This is an interesting question. I will say this simulation is biased to favor regression methods because the predictors explain a huge amount of variance in the treatment, meaning there is incomplete overlap and extremely severe imbalance, which are the situations in which IPW fares the worst. Take a look at the distribution of the covariate in the last dataset in the simulation:

There is clearly so little overlap and the true propensity scores for a large number of units (i.e., anyone outside the area of overlap) are near 0 or 1. This means that any method to estimate the ATE will necessarily require extrapolation. IPW cannot do extrapolation; indeed, this is its strength. Regression gets the answer right but only because the extrapolation is correct because the outcome model is linear; if the outcome model outside the area of overlap were not linear, the extrapolation would be incorrect and regression would be severely biased. Only using IPW allows you to see that the effect cannot be estimated without extrapolation.

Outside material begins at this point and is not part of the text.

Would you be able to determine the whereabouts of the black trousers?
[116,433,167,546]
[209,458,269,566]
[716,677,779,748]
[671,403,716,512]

In order for IPW to yield the correct answer, it needs to achieve balance. And here, it does not. Again, using the final dataset, the unadjusted standardized mean difference (SMD) is 2.18, and the weighted SMD is .66. SMDs need to be less than .1 to even be plausibly considered balanced. So, IPW failed to balance the covariates (because it is impossible for it to do so given the initial imbalance), and you should not attempt to estimate the effect from an imbalanced dataset.

Note that the phenomenon observed here is basically identical to those observed in this question and this question. If you want to designed an unbiased simulation to accurately compare the performance of two methods, you can't do so in a way that is unrealistic and automatically guarantees one of the methods to fail.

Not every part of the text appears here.